Key Clinical Findings

• Specific head shape deformities based on affected suture:
  • Sagittal synostosis: scaphocephaly (long, narrow head)
  • Coronal synostosis: anterior plagiocephaly (flattened forehead on affected side)
  • Metopic synostosis: trigonocephaly (triangular forehead)
  • Lambdoid synostosis: posterior plagiocephaly (flattened occiput)
• Neurological examination to assess for signs of increased intracranial pressure
• Fundoscopic examination to evaluate for papilledema 1, 2

Diagnostic Imaging

First-Line Imaging

• Transcranial Ultrasound (TCUS) is recommended as the initial imaging modality for infants under 12 months with suspected craniosynostosis 1
  • Advantages: No radiation exposure, adequate visualization of sutures, cost-effective
  • Limitations: Operator-dependent, less reliable in infants older than 8-12 months

When to Proceed to Advanced Imaging

• CT or MRI is indicated in the following scenarios:
  • Inconclusive TCUS results
  • Surgical planning (CT preferred)
  • Complex or syndromic craniosynostosis
  • Children older than 12 months
  • Evaluation of intracranial complications
  • Signs of increased intracranial pressure (MRI with black bone sequence preferred) 1, 3

Radiation Considerations

• CT scanning should be used sparingly due to radiation exposure risk, particularly in young infants 4
• When CT is necessary for surgical planning, low-dose techniques should be employed 3, 1

Management Approach

Surgical Intervention

• Early surgical intervention is crucial to:
  • Improve craniofacial form
  • Prevent increased intracranial pressure
  • Reduce risk of neurodevelopmental impairment
  • Address functional issues (vision, breathing) 1, 2

Surgical Techniques

• Single-suture craniosynostosis: Linear excision of the affected suture
• Multiple-suture or complex craniosynostosis: More extensive cranial vault remodeling
• Timing: Typically performed between 3-12 months of age, with earlier intervention for severe cases 5

Multidisciplinary Care

• Team approach involving:
  • Neurosurgery
  • Plastic/craniofacial surgery
  • Ophthalmology
  • Developmental pediatrics
  • Genetics (especially for syndromic cases) 1

Follow-up and Monitoring

Post-surgical Monitoring

• Regular follow-up to assess:
  • Cranial growth and development
  • Neurological status
  • Vision and hearing
  • Developmental milestones 1, 2

Long-term Surveillance

• Annual neurological assessment
• Monitoring for signs of increased intracranial pressure
• Developmental evaluation
• Additional follow-up for syndromic cases to monitor associated anomalies 1

Special Considerations

Syndromic vs.
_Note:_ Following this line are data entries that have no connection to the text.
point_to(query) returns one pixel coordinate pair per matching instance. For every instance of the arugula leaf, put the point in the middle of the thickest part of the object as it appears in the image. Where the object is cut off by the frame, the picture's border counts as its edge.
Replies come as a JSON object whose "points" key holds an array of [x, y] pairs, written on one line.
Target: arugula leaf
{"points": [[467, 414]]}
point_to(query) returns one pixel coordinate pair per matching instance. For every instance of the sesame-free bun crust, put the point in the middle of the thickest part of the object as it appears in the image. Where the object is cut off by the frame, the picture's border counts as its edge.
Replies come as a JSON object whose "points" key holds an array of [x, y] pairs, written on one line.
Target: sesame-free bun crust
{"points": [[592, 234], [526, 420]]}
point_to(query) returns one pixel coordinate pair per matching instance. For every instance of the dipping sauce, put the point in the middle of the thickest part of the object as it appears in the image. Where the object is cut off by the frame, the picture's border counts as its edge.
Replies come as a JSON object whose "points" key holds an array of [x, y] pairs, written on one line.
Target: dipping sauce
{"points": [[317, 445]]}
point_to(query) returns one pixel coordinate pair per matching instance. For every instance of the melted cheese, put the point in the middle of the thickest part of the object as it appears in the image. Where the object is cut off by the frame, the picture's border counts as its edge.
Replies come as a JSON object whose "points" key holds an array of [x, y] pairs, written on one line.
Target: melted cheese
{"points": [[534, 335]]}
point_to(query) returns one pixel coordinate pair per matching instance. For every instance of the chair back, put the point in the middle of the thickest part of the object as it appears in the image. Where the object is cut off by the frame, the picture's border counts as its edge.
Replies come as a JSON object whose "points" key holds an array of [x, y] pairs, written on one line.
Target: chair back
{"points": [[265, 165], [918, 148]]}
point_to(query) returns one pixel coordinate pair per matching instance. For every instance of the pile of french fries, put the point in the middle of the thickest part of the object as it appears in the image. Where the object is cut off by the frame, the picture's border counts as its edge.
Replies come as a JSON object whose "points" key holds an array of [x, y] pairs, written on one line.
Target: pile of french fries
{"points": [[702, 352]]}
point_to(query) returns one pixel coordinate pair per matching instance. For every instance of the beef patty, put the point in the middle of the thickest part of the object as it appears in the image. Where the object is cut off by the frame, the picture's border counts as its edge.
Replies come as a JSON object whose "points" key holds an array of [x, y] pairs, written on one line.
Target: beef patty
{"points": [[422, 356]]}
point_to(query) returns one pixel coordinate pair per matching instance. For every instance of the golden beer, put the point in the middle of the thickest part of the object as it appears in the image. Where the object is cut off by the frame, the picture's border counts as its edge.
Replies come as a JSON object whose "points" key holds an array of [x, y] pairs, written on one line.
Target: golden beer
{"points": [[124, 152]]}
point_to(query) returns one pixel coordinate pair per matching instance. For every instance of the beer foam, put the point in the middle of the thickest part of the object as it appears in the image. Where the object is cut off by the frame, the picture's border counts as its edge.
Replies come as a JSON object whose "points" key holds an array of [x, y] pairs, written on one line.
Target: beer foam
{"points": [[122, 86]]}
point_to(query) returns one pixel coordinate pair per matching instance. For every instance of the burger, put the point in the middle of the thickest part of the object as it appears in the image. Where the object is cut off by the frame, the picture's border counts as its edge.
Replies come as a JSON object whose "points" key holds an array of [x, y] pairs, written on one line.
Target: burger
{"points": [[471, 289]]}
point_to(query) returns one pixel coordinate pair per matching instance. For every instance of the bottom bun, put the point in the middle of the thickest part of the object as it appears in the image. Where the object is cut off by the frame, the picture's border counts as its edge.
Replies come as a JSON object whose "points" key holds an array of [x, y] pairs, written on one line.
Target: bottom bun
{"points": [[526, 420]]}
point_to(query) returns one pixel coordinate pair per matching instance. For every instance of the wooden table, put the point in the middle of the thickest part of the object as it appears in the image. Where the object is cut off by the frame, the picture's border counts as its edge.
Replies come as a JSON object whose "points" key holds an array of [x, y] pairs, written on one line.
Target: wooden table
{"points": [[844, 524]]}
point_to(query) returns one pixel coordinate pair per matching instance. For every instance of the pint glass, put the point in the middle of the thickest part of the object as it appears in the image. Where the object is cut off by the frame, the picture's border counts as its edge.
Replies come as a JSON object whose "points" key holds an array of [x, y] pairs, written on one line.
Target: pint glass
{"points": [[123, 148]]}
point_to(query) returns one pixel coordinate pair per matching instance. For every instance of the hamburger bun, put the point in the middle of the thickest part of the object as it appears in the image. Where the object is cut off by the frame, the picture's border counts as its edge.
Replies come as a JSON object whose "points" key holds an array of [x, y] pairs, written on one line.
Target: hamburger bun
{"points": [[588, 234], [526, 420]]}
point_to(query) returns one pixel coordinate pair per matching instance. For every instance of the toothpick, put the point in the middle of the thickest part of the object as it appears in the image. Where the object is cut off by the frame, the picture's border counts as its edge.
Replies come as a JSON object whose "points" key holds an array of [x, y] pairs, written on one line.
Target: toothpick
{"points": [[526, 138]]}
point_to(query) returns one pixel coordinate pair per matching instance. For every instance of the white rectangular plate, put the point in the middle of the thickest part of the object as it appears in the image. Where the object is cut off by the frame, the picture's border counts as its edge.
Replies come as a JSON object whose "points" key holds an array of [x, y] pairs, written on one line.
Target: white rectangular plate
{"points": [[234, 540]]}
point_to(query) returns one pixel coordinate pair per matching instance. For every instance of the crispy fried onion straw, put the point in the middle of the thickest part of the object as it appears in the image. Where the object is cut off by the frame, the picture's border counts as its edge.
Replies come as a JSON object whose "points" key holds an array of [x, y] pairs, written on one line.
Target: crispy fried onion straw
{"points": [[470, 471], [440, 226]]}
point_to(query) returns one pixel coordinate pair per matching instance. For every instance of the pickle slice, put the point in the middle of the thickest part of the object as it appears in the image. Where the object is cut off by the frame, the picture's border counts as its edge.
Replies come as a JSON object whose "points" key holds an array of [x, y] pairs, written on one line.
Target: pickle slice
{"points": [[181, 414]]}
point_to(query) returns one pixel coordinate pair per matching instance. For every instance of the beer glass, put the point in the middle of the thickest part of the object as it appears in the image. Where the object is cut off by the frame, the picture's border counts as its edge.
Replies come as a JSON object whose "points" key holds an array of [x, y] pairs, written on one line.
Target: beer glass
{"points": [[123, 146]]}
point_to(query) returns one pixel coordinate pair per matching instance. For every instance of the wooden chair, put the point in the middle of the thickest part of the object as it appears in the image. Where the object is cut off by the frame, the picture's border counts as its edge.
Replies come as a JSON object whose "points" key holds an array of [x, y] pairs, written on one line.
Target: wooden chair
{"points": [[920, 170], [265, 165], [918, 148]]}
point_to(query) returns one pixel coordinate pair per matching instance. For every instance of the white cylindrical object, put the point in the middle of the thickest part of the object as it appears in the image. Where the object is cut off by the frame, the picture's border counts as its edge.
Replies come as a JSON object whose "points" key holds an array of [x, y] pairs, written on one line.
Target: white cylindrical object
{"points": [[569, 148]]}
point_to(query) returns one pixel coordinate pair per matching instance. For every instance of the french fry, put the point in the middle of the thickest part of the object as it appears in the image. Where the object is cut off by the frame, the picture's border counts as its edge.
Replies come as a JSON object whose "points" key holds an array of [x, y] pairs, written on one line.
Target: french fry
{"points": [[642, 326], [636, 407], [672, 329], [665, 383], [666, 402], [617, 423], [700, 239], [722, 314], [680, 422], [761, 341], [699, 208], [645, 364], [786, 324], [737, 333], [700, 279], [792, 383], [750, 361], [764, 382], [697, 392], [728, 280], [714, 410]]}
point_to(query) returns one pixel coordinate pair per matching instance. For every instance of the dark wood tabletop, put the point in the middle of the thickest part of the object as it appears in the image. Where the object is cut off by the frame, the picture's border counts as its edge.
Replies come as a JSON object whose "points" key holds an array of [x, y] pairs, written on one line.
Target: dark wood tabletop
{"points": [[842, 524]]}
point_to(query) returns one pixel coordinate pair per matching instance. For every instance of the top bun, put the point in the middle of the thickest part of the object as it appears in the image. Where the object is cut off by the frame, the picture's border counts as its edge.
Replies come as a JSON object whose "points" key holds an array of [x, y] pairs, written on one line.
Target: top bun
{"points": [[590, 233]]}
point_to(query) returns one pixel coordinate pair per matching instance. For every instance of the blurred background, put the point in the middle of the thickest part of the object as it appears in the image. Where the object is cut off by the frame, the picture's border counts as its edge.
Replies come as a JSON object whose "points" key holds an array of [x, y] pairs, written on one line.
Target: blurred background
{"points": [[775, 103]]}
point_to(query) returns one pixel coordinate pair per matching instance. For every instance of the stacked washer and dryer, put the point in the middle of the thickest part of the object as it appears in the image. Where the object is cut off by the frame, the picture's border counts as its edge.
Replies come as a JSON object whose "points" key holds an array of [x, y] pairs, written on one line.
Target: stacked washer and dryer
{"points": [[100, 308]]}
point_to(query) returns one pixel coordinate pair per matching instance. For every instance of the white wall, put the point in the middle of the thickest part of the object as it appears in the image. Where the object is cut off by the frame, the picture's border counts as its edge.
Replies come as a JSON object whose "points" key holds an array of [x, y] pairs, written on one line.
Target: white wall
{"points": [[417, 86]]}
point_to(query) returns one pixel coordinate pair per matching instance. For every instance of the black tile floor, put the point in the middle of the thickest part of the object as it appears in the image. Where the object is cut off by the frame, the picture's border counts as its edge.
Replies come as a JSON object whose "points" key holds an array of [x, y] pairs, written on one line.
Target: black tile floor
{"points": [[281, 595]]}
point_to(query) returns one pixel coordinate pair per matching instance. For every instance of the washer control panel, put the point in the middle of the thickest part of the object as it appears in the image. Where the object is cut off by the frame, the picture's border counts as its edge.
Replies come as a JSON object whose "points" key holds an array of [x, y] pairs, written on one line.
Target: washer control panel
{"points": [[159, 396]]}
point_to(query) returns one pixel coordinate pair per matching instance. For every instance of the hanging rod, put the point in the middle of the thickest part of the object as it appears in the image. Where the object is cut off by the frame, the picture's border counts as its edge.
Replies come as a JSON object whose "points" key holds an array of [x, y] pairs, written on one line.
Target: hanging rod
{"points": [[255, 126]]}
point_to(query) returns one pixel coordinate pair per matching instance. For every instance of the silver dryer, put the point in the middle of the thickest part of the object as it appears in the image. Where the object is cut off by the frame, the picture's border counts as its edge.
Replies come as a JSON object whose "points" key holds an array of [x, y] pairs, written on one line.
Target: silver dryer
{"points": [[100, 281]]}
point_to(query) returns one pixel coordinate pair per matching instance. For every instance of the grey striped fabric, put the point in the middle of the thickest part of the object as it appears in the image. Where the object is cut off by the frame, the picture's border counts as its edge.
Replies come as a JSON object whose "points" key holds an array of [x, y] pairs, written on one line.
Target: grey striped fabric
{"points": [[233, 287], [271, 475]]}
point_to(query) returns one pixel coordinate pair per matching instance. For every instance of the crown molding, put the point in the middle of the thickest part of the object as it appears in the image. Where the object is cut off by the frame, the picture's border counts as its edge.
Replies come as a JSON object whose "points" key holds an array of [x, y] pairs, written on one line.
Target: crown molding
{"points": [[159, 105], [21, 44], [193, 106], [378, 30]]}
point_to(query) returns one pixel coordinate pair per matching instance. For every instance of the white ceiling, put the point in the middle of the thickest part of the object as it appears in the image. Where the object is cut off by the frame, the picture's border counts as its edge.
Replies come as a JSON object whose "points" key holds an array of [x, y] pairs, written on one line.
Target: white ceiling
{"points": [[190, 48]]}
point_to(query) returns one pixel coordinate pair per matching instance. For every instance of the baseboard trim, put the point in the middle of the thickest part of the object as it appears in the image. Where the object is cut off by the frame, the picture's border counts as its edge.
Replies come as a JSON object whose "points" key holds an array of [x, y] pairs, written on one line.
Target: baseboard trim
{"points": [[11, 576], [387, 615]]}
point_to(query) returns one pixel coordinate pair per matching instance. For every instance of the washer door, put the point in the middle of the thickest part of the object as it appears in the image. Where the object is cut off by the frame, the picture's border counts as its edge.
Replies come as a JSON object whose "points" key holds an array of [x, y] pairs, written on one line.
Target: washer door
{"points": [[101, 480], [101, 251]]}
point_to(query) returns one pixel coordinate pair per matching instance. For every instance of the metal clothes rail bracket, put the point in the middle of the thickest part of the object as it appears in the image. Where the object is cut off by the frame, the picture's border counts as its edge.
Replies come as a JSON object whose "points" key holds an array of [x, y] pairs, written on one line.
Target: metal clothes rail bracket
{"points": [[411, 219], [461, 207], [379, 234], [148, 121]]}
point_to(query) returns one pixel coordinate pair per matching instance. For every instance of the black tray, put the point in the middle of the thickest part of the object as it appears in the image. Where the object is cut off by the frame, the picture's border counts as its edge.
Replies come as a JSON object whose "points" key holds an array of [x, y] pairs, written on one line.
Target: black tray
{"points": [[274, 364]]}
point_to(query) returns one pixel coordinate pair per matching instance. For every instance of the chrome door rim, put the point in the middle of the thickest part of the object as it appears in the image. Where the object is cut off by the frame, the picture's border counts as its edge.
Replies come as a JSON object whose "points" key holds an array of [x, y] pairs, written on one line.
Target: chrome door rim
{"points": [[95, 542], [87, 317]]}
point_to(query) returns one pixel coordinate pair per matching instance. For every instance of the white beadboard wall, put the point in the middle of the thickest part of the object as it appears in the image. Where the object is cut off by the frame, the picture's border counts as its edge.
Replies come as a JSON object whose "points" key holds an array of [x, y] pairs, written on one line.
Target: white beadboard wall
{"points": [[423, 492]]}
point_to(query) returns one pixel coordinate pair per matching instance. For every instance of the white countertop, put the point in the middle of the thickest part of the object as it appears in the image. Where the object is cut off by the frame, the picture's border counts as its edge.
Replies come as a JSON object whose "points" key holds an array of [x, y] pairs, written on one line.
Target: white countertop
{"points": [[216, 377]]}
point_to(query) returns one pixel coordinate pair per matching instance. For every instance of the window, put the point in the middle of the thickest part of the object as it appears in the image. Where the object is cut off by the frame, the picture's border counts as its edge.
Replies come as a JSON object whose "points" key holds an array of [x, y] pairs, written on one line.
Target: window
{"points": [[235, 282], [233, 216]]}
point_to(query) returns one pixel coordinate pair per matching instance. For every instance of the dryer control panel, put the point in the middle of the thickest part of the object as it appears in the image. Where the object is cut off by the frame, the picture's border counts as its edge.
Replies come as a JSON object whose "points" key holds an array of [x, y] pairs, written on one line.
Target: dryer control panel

Non-syndromic

• Syndromic cases require more extensive evaluation and multidisciplinary management
• Genetic testing should be considered in cases with:
  • Multiple suture involvement
  • Family history of craniosynostosis
  • Associated congenital anomalies 1, 6

Pitfalls to Avoid

• Misdiagnosis of positional plagiocephaly as craniosynostosis (and vice versa)
• Delayed diagnosis leading to increased risk of intracranial hypertension
• Unnecessary radiation exposure from CT scans in infants 7, 4
• Inadequate follow-up after surgical correction 5

While clinical examination is often sufficient for diagnosis, recent evidence suggests that physical examination alone may miss approximately 6.8% of cases, highlighting the importance of appropriate imaging when clinical suspicion is high 7.